In 2019 a complaint was filed under PIPEDA against Facebook, Inc., after revelations that a third-party app called thisisyourdigitallife (TYDL), created by academic Aleksandr Kogan, had harvested personal information not only from users who installed the app but also from their friends. Despite Facebook’s 2014 change to its Graph API limiting such access, Kogan continued using the older API. Although only a few Canadians installed the app, Facebook estimates over 600,000 Canadians’ data may have been exposed. The app’s data was later sold to Cambridge Analytica and an affiliated entity, which used it for political-messaging targeting. After an OPC investigation, the Privacy Commissioner concluded Facebook failed to obtain valid, meaningful consent and failed to safeguard users’ personal information. In February 2020 the Commissioner brought the matter to Federal Court under s. 5(1)(a) of Personal Information Protection and Electronic Documents Act (PIPEDA).


The Legal Issues

The central legal issues in OPC v. Facebook concern whether Facebook violated PIPEDA by allowing third-party apps to access and use users’ personal information without obtaining direct, meaningful consent from each affected individual, including the friends of app users. The court had to assess whether Facebook’s consent model, which relied on users to understand complex privacy settings and on app developers to comply with platform policies, met PIPEDA’s requirement that consent be valid, informed, and reasonably expected in the circumstances.
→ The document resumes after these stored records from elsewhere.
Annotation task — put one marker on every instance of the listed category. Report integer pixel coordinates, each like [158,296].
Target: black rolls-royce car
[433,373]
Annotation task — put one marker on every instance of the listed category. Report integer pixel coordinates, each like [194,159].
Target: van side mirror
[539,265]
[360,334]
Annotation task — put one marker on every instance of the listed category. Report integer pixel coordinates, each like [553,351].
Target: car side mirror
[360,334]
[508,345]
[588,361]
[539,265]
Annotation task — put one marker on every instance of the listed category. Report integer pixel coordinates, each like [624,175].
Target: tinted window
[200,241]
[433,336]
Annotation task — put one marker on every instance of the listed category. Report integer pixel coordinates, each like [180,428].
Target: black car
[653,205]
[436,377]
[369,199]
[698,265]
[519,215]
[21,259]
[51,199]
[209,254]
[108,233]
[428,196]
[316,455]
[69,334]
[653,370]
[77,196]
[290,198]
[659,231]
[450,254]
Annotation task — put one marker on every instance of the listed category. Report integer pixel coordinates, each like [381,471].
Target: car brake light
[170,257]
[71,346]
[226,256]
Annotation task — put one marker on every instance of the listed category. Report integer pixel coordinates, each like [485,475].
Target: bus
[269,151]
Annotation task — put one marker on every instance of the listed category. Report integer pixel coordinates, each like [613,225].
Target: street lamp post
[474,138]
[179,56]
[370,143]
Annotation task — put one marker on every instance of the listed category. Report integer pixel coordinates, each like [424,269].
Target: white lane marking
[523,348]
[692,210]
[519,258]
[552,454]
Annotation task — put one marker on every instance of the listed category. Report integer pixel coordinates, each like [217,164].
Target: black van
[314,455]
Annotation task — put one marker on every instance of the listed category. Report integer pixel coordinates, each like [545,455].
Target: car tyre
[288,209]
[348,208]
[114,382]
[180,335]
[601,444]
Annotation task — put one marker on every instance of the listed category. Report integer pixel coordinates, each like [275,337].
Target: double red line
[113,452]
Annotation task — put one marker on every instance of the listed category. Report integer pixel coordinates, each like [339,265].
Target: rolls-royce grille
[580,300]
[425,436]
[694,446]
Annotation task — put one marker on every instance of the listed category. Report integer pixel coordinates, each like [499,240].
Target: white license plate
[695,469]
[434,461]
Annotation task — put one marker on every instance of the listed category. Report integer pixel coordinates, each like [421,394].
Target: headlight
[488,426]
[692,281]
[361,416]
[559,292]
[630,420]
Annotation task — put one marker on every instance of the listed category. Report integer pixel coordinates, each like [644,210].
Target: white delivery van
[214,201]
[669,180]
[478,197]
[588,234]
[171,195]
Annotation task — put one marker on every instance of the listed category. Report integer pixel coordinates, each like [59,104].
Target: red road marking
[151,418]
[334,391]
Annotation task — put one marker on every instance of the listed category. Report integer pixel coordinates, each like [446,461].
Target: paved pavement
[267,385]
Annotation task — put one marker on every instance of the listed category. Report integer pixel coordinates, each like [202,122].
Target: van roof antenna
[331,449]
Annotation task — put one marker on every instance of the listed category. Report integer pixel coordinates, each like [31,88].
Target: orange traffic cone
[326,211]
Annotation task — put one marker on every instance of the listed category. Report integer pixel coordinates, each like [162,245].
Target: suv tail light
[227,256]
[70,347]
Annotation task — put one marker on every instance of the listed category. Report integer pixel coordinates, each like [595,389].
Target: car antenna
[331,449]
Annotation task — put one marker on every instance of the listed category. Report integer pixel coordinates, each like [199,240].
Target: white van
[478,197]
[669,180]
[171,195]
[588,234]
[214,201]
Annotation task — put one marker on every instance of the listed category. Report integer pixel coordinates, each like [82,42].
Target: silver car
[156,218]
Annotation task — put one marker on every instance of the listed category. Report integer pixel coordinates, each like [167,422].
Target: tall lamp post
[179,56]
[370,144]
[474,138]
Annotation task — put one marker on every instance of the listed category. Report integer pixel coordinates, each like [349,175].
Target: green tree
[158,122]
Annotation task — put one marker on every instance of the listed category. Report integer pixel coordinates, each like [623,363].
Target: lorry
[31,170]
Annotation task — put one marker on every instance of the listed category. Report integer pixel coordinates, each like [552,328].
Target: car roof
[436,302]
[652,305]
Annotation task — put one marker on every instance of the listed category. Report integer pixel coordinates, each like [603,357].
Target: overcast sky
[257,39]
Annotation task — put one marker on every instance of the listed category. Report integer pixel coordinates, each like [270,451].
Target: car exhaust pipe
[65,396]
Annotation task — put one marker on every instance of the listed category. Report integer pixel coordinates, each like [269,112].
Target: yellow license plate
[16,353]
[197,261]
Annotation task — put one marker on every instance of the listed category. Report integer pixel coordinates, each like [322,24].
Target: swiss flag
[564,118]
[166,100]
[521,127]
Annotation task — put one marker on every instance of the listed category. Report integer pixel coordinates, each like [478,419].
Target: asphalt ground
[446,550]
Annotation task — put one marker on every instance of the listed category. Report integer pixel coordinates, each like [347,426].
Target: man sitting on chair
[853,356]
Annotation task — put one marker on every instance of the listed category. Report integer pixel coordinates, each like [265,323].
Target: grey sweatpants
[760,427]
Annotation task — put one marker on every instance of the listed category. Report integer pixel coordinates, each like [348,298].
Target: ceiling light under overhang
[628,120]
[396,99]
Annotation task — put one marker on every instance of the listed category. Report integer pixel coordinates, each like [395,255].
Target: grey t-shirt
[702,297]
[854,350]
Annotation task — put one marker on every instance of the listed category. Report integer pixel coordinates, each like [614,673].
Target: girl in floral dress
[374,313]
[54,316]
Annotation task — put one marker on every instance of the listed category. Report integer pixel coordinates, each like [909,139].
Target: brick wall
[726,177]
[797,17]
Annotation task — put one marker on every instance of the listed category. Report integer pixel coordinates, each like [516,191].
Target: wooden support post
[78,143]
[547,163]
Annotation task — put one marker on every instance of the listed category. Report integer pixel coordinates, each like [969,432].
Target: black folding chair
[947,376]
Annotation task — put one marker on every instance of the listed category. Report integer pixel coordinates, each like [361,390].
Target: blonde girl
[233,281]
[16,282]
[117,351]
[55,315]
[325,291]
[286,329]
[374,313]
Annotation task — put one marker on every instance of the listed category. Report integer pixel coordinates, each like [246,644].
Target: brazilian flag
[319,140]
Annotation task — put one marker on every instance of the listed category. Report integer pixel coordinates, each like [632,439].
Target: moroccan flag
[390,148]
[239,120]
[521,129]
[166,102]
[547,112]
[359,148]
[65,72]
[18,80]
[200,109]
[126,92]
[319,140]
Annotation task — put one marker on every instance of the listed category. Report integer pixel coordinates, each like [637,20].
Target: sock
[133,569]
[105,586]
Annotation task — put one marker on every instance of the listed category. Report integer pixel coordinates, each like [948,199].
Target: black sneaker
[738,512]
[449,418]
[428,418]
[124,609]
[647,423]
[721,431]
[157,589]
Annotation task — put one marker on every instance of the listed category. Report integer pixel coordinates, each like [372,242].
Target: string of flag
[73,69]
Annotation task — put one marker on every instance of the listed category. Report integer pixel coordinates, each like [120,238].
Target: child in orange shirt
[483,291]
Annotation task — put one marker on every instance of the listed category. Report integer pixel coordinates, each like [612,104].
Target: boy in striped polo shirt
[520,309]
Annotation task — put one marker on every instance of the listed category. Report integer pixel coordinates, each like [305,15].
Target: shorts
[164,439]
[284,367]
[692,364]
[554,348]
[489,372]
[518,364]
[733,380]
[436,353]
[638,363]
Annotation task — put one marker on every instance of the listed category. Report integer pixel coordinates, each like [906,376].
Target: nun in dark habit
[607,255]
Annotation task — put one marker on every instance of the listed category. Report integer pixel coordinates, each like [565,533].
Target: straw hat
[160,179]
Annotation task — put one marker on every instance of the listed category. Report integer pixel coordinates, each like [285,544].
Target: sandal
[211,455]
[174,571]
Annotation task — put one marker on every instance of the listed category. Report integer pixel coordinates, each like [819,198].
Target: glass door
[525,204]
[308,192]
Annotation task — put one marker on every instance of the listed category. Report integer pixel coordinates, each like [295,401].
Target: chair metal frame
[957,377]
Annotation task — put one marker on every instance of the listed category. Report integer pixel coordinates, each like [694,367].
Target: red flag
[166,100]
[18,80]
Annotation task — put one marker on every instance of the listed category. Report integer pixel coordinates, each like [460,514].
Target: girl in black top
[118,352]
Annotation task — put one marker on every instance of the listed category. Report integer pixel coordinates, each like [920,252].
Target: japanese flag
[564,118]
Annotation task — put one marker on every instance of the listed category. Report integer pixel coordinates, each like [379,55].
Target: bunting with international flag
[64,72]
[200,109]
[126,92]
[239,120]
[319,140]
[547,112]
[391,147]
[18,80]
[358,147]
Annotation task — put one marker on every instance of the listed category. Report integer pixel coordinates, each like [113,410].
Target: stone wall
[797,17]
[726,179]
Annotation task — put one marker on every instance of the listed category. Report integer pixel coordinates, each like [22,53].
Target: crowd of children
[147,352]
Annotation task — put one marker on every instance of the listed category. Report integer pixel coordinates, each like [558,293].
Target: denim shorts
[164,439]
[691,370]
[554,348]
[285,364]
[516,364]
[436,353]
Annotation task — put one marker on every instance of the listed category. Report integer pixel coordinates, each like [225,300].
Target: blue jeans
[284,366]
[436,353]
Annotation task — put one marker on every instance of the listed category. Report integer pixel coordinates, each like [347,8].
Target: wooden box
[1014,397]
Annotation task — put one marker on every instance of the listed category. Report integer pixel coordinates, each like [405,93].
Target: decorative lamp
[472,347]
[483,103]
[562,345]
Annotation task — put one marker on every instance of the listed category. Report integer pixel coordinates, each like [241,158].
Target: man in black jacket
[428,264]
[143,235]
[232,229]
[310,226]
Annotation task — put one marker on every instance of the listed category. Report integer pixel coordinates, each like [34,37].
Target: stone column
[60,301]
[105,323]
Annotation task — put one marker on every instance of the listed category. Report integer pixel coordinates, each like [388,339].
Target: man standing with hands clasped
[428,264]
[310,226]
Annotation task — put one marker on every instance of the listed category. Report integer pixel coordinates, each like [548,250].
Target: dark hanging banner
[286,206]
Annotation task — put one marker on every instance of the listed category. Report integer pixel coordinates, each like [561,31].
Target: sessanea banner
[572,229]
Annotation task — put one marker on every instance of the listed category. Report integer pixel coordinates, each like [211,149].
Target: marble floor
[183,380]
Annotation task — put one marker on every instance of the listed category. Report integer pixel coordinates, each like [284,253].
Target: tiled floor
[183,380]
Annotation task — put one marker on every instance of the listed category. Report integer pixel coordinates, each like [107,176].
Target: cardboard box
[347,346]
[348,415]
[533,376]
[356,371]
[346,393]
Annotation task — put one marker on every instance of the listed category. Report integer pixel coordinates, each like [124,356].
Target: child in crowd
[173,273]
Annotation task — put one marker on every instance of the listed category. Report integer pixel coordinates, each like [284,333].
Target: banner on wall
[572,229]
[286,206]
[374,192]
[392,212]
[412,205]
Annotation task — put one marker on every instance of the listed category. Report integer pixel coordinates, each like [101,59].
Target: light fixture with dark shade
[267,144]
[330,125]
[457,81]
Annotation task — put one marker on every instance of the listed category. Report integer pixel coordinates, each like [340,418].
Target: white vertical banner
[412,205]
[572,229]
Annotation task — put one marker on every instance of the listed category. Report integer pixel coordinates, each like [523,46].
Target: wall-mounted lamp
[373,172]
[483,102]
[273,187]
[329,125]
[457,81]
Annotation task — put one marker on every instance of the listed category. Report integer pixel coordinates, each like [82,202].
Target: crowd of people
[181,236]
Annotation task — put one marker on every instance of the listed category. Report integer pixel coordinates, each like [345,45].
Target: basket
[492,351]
The case also raised the broader question of whether Facebook implemented adequate safeguards, monitoring, and oversight over third-party apps to protect users’ personal information, and what level of transparency and accountability digital platforms must maintain when disclosing personal data to external developers.


CIPPIC’s Intervention

CIPPIC will argue that the current judicial approach that “balances” privacy rights against commercial interests is an interpretational error that is inconsistent with PIPEDA’s text and purpose. CIPPIC will argue that PIPEDA is human rights legislation and so interpreted broadly and purposively. CIPPIC will propose an interpretation approach drawn from human rights jurisprudence and grounded in PIPEDA's purpose clause that will ask whether the practice is necessary, rationally connected to the specific service, and carried out in a manner a reasonable person would find appropriate.


Other Interveners

The Supreme Court also granted leave to seven other interveners or groups of interveners: Saul Benary (the original complainant), the Canadian Civil Liberties Association, the Office of the Information and Privacy Commissioner for British Columbia, the Centre for Free Expression, the British Columbia Civil Liberties Association, Option consommateurs, and CIPPIC.


CIPPIC looks forward to contributing to this important appeal, which will have significant implications for the future of privacy protection in Canada’s digital ecosystem.